An important step in the workflow is where the translation of vector information to bitmap information happens.
It can be done in the application the vector design was made with and the design there exported as an RGB Tiff or Jpeg at the required print size and preferably in the native resolution of the printer to use: 360 - 720 PPI for Epson, 300-600-1200 PPI for HP and Canon. Set anti-aliasing ON in the export menu. That way no quality degrading extrapolation step happens after that on the already rasterised image. Big files then but a lot of white in the image will help to keep a Jpeg file small, if a high quality Jpeg setting is used there will be no harm to the design itself.

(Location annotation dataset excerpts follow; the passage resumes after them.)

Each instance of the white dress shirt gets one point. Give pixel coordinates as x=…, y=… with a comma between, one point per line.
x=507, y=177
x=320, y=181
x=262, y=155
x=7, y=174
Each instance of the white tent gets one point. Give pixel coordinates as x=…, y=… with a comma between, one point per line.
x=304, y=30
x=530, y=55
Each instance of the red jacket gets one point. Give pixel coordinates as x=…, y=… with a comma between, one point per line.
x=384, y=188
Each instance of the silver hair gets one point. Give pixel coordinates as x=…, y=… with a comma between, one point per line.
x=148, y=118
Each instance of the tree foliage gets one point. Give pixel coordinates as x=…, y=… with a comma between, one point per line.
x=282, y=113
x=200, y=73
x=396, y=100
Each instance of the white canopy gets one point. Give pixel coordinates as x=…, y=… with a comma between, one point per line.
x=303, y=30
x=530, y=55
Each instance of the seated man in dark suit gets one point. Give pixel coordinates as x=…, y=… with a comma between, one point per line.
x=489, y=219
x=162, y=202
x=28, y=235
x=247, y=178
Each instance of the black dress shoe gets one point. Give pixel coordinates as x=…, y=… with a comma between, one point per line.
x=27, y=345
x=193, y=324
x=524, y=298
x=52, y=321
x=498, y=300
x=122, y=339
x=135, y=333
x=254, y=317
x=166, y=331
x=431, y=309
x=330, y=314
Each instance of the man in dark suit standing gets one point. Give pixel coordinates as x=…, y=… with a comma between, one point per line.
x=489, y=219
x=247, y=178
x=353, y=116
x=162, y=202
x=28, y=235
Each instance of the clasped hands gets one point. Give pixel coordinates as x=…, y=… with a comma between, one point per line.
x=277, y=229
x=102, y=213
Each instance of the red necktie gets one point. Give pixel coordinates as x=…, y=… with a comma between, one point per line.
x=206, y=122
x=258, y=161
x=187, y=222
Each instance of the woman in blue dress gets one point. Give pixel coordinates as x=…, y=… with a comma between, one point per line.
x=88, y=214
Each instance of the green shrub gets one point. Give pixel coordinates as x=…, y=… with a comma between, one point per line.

A reliable step with a good translation is possible by exporting a PDF from the application the design was made in and importing that PDF in Photoshop to create the RGB Tiff with the same settings mentioned above.
Check the RGB color in Photoshop, printing directly from Illustrator and other vector based programs tend to deliver less reliable color, the more when the design was made in CMYK mode.
The steps above allow the use of a normal wide format printer driver, no RIP is needed. You may face memory and print length issues though. Qimage to print from can solve those issues most of the time.
The pro approach is to use a Postscript interpreting RIP to drive the printer. It will read the PDF and do the rasterisation step on the fly when it produces the printer data. Usually an expensive solution. Not all RIPs are as good as Photoshop (or Xara Extreme) on the rasterisation step. Most PS interpreting RIPs can handle both CMK and RGB color descriptions.
For small PDF files, Adobe Reader + the normal driver will do a similar job but I wouldn't use it for large images.